Would it benefit me to use lighthttpd on my dev setup?
What's up with using both? The Linux.com article talks about using lighttpd with Apache.
The benefit of both: Apache is more powerful and extensible (useless if you don't need that power, but anyway...) and lighttpd is faster at static content. The idea is of splitting your site into static content (css, js, images, etc) and dynamic code that flows through Apache.
I'm not saying you can't do a lot with lighttpd on its own. You can and people do.
If you're using lighttpd exclusively on your production server, I would seriously consider mirroring that on your development and staging servers so you know exactly what to expect before you deploy.
For purely static web pages (.gif, .css, etc.) with n http requests from distinct ip addresses:
1. Apache: Runs n processes (with mod_perl, mod_php in memory)
2. lighttpd: Runs 1 process and 1 threads (You can assign m threads before launching it)

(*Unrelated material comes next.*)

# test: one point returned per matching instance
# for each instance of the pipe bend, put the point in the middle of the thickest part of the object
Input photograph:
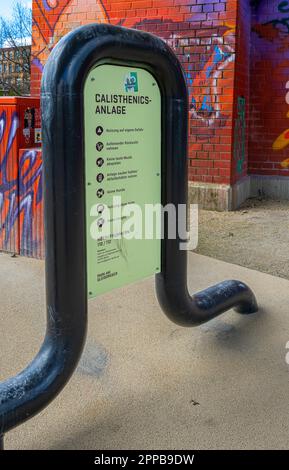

For purely dynamic web pages (.php, .pl) with n http requests from distinct ip addresses:
1. Apache: Runs n processes (with mod_perl, mod_php in memory)
2. lighttpd: Runs 1 lighttpd process thanks to async I/O, and runs m fast-cgi processes for each script language.
Lighttpd consumes much less memory. YouTube used to be a big user of lighttpd until it was acquired by Google. Go to its homepage for more info.
P.S. At my previous company, we used both with a load balancer to distribute the http traffic according to its url suffixes. Why not fully lighttpd? For legacy reasons.
The way you interface between the web server and Django might have even a greater impact on performance than the choice of web server software. For instance, mod_python is known to be heavy on RAM.
This question and its answers discuss other web server options as well.
I wouldn't be concerned on compatibility issues with client software (see MarkR's comment). I've had no such problems when serving Django using lighttpd and FastCGI. I'd like to see a diverse ecosystem of both server and client software. Having a good standard is better than a de facto product from a single vendor.
The answer depends on your projects goals. If it's going to be a large scale site where uptime is critical and load is hight go with lighttpd; it scales amazingly. The only downside is that you have to be more hands on initially. Most hosts won't support this and it really pays to know what you're doing with lighttpd.
If it's a site for your mother that'll get a few thousand visitors a month apache'll work better. She'll be able to move to a new host a lot easier and support is easier to find.
Use a standard web server. Apache is used by 50% of web sites (Netcraft), therefore, if you use Apache, peoples' web browsers, spiders, proxies etc, are pretty much guaranteed to work with your site (its web server anyway).
Lighthttpd is used by 1.5% of web sites (Netcraft), so it's far less likely that people will test their apps with it.
Any performance difference is likely not to matter in production; an Apache server can probably serve static requests at a much higher bandwidth than you have, on the slowest hardware you're likely to deploy in production.